No surprise, then, that Rice seemed ill at ease last week, her smile dimmer than usual, says one official, at the announcement. "It was utterly inconceivable that this was her initiative," said the official.

Bolton, the administration's chief arms-control official, has made many enemies abroad among America's allies – but also achieved a lot, including President Bush's Proliferation Security Initiative, intended to stop WMD shipments on the high seas, Newsweek reports. His chief ally, Cheney, wanted to award him with a big post, sources say. And there weren't many left.

He failed to get the No. 3 job at Defense left vacant by Under Secretary for Policy Douglas Feith, and the post of Cheney's chief of staff and national security adviser, currently held by Lewis (Scooter) Libby, report Senior Editor Michael Hirsh and Senior White House Correspondent Richard Wolffe in the March 21 issue of Newsweek (on newsstands Monday, March 14).

Rice and her aides now insist that she was only too happy to have him, and that she even suggested Bolton's name to Bush.

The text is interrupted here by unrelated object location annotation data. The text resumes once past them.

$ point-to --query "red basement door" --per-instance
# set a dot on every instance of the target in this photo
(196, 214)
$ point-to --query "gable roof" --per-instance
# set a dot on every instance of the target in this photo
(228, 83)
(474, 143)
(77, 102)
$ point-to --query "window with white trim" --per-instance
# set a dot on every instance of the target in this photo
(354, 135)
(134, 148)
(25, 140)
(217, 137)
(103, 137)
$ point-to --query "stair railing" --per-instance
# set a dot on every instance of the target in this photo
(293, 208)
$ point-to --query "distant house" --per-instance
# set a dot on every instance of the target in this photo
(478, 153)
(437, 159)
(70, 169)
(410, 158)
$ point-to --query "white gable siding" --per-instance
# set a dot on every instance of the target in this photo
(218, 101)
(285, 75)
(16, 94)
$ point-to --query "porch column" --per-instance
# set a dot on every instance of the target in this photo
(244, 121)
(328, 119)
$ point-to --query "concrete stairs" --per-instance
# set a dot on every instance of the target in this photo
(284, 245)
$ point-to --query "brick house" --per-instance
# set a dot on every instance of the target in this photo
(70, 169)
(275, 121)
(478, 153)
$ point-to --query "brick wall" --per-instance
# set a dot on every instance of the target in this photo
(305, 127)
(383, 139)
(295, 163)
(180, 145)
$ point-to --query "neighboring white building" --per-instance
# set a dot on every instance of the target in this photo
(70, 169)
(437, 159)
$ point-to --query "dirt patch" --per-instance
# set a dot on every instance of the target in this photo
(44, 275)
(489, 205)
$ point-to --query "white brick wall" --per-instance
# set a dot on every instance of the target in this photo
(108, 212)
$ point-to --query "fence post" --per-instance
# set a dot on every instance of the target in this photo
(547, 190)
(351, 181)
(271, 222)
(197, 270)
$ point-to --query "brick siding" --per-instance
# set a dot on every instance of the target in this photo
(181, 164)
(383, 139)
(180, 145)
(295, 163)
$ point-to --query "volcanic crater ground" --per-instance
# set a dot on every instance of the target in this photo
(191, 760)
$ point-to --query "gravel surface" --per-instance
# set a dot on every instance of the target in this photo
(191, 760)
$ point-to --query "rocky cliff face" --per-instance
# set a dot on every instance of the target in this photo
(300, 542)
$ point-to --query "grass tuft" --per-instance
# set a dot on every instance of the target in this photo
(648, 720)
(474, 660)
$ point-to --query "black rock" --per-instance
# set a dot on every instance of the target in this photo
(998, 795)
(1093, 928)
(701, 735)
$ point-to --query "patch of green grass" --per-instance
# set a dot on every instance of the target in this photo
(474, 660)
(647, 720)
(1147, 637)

Intent on avoiding the fate of her predecessor, Colin Powell, Rice knew Bolton would placate the GOP's conservative base as the administration pushes for U.N. reform, this source tells Newsweek.

But he'd also be far from the center of power. "From New York he will have almost no influence on anything that matters," says another senior administration official. But to reaffirm his emphasis in diplomacy, Bush last week decided to make his former close adviser Karen Hughes assistant secretary of State for Public Diplomacy under Rice.